Avevo un sogno e ora è diventato realtà. Volevo far leggere i miei pensieri a migliaia di persone e ora sono qui a farlo. Volevo vivere scrivendo e ora tutto questo è possibile. Non ho santi in paradiso né parenti e amici seduti sulle poltrone che contano, solo tanta voglia di farcela da sola, con le mie forze. Visualizzato l’obiettivo, ho lavorato sodo per arrivarci, mettendo in conto tanti sacrifici, sudore, fatica e qualche mazzata sulle gengive. Per uno che ti apprezza ce ne sono cento là fuori che ti denigrano o ti vorranno mettere i bastoni tra le ruote. Ma non mi importava e tuttora non mi importa nulla: io proseguo come un carro armato lungo il mio percorso, perché so dove voglio arrivare. E ci arriverò.
Sognare è bellissimo: aiuta a dormire meglio e a tenere il cervello allenato durante la notte. Quello che conta però per vivere meglio è imparare a sognare ad occhi aperti, prefiggersi degli obiettivi e tentare di inseguirli, raggiungerli, realizzarli.
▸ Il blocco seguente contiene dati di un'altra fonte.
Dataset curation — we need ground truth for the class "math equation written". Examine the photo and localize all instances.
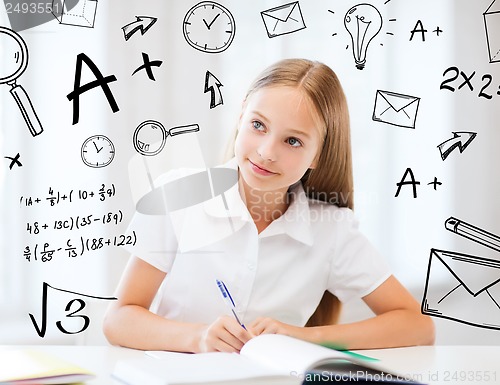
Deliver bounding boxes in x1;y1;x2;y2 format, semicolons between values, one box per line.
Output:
19;183;116;207
19;183;137;262
23;231;137;262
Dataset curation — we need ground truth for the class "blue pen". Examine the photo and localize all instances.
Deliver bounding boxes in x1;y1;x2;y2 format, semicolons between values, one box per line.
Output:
215;279;247;330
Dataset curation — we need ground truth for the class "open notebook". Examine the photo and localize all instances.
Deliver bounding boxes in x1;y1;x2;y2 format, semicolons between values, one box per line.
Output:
0;349;95;385
113;334;420;385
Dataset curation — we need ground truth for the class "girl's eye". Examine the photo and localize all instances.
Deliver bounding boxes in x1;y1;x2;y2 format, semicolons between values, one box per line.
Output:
286;138;302;147
252;120;263;131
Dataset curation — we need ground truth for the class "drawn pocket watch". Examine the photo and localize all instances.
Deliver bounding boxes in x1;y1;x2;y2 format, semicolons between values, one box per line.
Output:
82;135;115;168
182;1;236;53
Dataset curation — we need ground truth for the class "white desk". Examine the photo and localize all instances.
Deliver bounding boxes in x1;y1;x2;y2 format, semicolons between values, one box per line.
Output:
0;346;500;385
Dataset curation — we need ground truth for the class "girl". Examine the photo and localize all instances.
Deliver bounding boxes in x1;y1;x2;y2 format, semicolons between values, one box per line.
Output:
104;59;434;352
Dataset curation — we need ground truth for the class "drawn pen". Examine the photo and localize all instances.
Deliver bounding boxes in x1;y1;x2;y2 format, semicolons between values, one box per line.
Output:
215;279;247;330
444;217;500;251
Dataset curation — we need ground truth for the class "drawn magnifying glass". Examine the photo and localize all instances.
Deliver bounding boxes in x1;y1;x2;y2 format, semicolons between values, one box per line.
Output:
133;120;200;156
0;27;43;136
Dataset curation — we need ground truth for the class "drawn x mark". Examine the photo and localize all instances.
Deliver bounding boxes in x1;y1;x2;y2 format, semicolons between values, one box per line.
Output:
132;52;163;81
5;153;23;170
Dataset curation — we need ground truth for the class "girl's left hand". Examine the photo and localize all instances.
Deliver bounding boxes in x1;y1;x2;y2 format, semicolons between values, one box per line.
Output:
247;317;300;337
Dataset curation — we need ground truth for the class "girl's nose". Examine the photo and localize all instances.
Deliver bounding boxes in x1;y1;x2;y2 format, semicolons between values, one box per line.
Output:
257;136;277;162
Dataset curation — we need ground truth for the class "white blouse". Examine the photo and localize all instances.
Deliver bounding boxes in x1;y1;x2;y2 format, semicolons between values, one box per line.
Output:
122;159;391;326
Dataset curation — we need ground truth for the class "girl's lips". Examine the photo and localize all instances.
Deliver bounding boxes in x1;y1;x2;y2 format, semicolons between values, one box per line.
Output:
249;160;276;175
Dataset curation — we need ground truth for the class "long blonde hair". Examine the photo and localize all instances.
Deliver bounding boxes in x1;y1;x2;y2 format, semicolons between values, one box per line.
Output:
231;59;354;326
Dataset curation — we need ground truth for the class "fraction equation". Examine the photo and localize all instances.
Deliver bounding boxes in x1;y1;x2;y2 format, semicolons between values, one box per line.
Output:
23;231;137;262
26;210;123;234
19;183;116;207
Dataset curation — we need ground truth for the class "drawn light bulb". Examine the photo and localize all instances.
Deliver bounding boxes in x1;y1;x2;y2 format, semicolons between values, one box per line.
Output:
344;3;382;70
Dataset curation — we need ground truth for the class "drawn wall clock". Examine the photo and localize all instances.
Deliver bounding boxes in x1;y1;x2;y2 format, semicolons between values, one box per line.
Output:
183;1;236;53
82;135;115;167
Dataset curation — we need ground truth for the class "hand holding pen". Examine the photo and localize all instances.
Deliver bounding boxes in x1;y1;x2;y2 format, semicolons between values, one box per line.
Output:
215;279;247;330
198;280;254;353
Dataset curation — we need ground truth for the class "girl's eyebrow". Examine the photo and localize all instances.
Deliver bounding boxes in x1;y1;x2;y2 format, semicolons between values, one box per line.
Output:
250;110;311;139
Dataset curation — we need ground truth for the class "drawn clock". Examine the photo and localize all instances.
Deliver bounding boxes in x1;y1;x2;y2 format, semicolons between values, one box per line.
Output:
183;1;236;53
82;135;115;168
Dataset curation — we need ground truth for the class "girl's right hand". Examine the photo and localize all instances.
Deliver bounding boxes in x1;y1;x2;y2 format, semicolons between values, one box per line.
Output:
199;316;254;353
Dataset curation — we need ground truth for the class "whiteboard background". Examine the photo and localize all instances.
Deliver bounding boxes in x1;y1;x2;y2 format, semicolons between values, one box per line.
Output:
0;0;500;344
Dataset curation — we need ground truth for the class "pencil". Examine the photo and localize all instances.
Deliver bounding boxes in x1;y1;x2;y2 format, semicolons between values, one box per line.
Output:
444;217;500;251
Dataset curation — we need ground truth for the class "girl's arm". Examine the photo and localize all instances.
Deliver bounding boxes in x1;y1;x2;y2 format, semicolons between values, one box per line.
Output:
103;257;251;353
249;276;434;349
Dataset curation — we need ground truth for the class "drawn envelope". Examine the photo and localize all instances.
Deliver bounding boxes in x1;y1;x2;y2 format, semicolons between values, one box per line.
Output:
260;1;306;37
372;90;420;128
422;249;500;330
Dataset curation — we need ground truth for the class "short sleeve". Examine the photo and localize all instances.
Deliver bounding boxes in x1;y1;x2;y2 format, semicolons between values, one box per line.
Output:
124;211;177;273
124;169;186;273
328;209;391;302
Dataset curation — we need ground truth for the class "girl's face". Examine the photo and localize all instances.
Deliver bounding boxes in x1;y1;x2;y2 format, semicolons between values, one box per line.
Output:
234;86;321;193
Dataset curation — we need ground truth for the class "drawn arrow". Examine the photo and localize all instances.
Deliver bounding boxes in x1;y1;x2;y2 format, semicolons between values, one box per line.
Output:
204;71;223;109
122;16;158;40
438;131;477;160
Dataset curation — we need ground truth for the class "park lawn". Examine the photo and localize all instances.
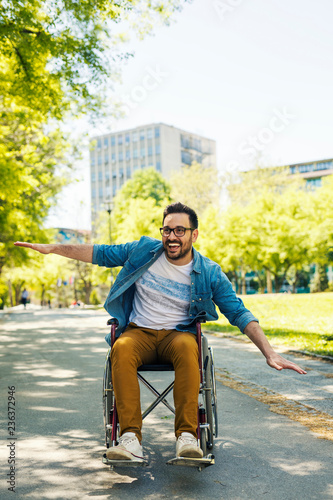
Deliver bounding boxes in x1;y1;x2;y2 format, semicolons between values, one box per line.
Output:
205;292;333;356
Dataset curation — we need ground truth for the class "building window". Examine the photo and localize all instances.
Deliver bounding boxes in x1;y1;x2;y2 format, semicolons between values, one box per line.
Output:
182;151;192;165
306;178;322;191
316;160;333;170
180;134;190;149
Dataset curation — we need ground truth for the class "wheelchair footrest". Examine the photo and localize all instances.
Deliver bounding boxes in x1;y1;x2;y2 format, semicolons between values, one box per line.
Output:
103;453;148;467
167;455;215;471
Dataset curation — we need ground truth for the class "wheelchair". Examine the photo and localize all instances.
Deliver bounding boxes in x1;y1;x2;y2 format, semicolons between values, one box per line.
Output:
103;318;218;471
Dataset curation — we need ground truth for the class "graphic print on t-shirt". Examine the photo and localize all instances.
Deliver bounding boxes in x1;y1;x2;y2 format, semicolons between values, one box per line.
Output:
136;270;190;313
130;253;193;330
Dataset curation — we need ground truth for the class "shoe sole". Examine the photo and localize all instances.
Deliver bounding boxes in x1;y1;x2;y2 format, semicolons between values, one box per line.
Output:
106;449;143;461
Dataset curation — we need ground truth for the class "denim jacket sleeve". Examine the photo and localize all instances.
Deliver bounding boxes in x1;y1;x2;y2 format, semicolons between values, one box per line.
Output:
92;241;139;267
212;268;259;333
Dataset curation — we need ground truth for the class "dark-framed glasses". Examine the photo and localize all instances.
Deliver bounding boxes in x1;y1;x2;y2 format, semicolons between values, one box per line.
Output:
160;226;194;238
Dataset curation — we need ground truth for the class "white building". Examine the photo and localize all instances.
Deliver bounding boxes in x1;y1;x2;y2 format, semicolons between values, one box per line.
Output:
90;123;216;220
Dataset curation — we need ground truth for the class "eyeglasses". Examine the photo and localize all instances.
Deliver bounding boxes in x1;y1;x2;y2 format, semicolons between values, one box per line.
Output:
160;226;194;238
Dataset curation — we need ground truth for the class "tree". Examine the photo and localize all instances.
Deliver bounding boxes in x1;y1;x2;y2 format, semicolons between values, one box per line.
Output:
103;167;171;243
0;105;73;274
170;162;221;216
0;0;186;119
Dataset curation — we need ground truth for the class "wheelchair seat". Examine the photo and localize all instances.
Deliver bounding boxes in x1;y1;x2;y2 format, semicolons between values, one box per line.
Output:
103;318;218;470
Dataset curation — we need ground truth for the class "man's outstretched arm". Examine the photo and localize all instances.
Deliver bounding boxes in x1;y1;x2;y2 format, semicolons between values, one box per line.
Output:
244;321;306;375
14;241;94;263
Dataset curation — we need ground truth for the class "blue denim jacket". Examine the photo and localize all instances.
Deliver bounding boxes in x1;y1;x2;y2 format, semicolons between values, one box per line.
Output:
92;236;258;342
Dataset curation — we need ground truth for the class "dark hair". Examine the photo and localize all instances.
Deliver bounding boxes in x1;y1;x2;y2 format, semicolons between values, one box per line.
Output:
163;201;199;229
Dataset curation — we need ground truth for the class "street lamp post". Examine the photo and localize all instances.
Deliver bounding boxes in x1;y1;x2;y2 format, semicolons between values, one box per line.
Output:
104;200;113;245
104;199;114;285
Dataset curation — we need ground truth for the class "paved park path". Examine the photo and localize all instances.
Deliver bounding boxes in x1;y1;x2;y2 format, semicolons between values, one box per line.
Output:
0;306;333;500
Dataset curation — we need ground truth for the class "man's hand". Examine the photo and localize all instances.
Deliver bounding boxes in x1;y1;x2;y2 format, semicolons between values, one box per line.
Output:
14;241;93;264
14;241;53;254
244;321;306;375
266;352;306;375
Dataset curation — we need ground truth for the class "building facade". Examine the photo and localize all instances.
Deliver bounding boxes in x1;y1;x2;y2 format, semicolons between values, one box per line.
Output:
90;123;216;220
289;158;333;188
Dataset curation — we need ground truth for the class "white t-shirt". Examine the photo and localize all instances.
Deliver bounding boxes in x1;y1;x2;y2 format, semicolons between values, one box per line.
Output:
129;252;193;330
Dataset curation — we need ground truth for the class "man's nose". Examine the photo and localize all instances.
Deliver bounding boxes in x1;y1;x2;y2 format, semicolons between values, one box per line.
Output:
169;231;178;240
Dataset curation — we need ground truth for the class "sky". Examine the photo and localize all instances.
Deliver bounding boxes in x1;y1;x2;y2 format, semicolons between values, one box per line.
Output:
49;0;333;229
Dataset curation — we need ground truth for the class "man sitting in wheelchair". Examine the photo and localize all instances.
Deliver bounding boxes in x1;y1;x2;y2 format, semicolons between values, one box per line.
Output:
16;203;306;460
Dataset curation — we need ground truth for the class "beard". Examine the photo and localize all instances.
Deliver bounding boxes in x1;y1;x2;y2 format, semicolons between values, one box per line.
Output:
163;241;192;260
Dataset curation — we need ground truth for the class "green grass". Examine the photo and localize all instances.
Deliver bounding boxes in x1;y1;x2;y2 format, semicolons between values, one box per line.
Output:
205;292;333;356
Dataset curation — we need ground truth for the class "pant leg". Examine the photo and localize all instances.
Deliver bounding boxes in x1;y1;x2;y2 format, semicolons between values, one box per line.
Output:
111;325;156;443
157;330;200;438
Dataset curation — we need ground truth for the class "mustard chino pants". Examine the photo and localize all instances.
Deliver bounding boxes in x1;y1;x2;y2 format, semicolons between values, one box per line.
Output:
111;323;200;443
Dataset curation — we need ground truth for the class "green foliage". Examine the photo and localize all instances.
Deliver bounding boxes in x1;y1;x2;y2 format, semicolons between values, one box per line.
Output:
98;168;170;243
205;293;333;356
0;0;186;119
170;162;221;216
0;100;73;273
90;289;101;306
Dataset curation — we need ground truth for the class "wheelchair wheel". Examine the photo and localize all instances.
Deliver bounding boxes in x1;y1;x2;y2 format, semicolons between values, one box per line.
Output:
206;347;218;448
103;351;118;448
202;337;218;449
200;427;208;457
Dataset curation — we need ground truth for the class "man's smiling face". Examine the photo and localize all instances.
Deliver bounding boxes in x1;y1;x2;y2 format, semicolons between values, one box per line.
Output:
162;213;198;266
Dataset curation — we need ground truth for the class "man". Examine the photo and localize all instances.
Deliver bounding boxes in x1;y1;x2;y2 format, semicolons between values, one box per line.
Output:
15;203;306;460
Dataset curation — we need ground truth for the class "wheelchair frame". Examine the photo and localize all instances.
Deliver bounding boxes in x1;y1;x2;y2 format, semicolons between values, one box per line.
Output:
103;318;218;470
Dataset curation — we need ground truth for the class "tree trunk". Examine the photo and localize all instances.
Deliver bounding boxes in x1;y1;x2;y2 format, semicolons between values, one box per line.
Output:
266;269;273;293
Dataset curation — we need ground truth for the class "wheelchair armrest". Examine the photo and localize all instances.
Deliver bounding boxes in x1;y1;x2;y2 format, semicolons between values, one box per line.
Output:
106;318;119;326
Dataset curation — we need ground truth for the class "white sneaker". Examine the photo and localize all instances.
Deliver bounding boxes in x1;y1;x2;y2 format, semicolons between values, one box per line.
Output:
176;432;203;458
106;432;143;460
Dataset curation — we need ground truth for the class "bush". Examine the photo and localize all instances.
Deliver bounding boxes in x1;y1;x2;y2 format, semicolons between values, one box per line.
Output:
90;288;101;306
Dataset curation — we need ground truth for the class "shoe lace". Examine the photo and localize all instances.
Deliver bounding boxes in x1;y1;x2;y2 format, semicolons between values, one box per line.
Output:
178;436;197;446
119;436;137;445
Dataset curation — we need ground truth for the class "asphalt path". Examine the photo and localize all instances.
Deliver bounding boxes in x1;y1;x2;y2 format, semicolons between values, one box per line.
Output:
0;307;333;500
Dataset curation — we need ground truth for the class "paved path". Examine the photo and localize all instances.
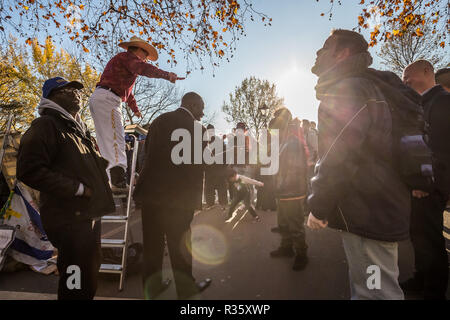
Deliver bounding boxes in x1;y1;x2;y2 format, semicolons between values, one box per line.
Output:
0;206;446;300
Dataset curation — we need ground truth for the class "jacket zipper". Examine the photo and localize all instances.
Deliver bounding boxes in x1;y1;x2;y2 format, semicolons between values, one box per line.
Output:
338;206;350;232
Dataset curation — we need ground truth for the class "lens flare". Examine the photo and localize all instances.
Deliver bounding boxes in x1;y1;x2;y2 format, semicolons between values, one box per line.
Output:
187;225;228;266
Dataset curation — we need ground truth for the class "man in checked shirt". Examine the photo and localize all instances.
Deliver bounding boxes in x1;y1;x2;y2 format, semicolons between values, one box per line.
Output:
89;37;184;192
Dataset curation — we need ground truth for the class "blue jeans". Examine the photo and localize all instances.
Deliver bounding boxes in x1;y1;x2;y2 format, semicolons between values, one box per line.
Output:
342;232;405;300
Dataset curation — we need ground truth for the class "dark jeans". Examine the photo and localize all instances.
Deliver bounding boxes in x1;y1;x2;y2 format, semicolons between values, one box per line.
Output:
44;220;101;300
142;202;196;297
205;174;228;206
228;192;258;217
411;193;449;299
278;199;308;254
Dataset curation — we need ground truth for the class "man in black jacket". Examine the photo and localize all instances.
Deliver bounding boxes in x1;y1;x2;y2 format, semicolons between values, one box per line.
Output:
402;60;450;300
17;77;114;300
269;108;308;271
308;30;412;299
204;124;228;210
134;92;211;299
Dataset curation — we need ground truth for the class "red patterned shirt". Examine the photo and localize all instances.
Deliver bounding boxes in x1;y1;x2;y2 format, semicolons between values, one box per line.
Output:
97;51;169;112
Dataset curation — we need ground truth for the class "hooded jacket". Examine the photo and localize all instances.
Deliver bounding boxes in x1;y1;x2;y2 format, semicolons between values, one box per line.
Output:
17;98;115;228
422;85;450;199
308;52;413;242
275;130;309;199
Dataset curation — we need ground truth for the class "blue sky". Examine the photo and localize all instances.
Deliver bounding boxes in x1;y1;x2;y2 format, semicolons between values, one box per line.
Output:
3;0;380;133
170;0;379;132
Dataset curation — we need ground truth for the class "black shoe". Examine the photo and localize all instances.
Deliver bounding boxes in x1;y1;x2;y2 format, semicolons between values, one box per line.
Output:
270;227;281;233
270;247;294;258
400;277;424;293
144;279;171;300
292;253;308;271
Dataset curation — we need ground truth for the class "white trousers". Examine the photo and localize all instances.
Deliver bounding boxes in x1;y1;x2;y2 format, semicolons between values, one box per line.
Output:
89;88;127;175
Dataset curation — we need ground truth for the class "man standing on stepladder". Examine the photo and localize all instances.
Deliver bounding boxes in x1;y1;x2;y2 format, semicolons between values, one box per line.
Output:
89;37;184;192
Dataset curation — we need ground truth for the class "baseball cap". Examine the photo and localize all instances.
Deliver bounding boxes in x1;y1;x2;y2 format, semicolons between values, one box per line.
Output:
42;77;83;98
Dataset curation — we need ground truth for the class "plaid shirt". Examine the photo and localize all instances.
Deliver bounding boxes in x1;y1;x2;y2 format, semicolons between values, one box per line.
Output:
97;51;169;112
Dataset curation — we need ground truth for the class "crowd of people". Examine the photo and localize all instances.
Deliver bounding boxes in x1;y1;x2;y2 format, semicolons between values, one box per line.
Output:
12;29;450;299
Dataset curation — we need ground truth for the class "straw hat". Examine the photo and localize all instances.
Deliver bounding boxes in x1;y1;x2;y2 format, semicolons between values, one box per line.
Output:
119;37;158;61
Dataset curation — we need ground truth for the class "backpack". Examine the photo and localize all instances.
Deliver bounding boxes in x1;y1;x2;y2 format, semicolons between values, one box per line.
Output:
325;68;434;192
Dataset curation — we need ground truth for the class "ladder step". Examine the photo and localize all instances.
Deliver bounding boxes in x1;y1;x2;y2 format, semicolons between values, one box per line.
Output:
102;216;128;222
99;264;123;274
101;239;125;248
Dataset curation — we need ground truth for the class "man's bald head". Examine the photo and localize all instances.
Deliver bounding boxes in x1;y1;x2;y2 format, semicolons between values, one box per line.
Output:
403;59;436;94
181;92;205;121
434;68;450;92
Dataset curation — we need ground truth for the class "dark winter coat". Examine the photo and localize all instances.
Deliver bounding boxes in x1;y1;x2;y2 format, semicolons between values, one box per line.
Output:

Tutti abbiamo dei sogni: c’è chi sogna di diventare un grande medico, chi di aprire un’attività tutta per sé, chi di diventare mamma, chi di fare un viaggio lungo mesi… Molti di noi però ci hanno rinunciato da tempo, mettendo sotto chiave l’unica ragione per andare avanti. I motivi sono tanti e dei più disparati: “Ho una famiglia cui badare, non ho tempo di star dietro a queste sciocchezze”; “Quand’ero giovane, avevo dei sogni. Ora è tempo di restare con i piedi per terra”; “Non ci sono soldi. E i sogni costano”. Tutto vero, ma quante volte invece rinunciamo a prescindere, solo perché pensiamo che non ce la faremo? Invece tutto è possibile: se lo si può immaginare, allora significa che lo si può fare. Nessuno ha detto che sarà facile: fallire fa parte del gioco, ci saranno magari tanti ostacoli, ma questo non deve impedirci di provare a realizzarlo.
Non credete a chi – disilluso – ha mollato la presa da un po’ e vi dice che i sogni sono impossibili, sono un’illusione: non è vero. I sogni aiutano a vivere, a rimanere con la testa tra le nuvole, ma i piedi fissi a terra. I sogni non hanno bisogno di un cuore giovane né di un lauto conto in banca, ma solo di intraprendenza, entusiasmo e tanta voglia di farcela.
Basta cominciare passo dopo passo, ma cominciare. Vedrete che non riuscirete più a smettere. E vi sembrerà di non aver mai vissuto finora.
Io sono già all’opera per perfezionare questo sogno e realizzarne un altro, il più importante, l’obiettivo primario della vita mia. E voi, avete già deciso per cosa varrà la pena vivere d’ora in poi?

“Sul fondo dell’anima poggia la scala dei sogni,
sale lungo i mesi dell’anno
in ore di attesa di carezze
perse nei tempi vissuti.
Giorni e giorni sono passati,
si pongono in fila giorni nuovi con mille se.
Ricompongo le speranze spezzate,
riprendo la scalata con i capelli argentati,
bevendo goccia a goccia il senso della vita.”
Maria Paraggio
Maria, questa poesia è bellissima, davvero. Grazie di avercela donata, condividendola con noi. Grazie. Ti abbraccio!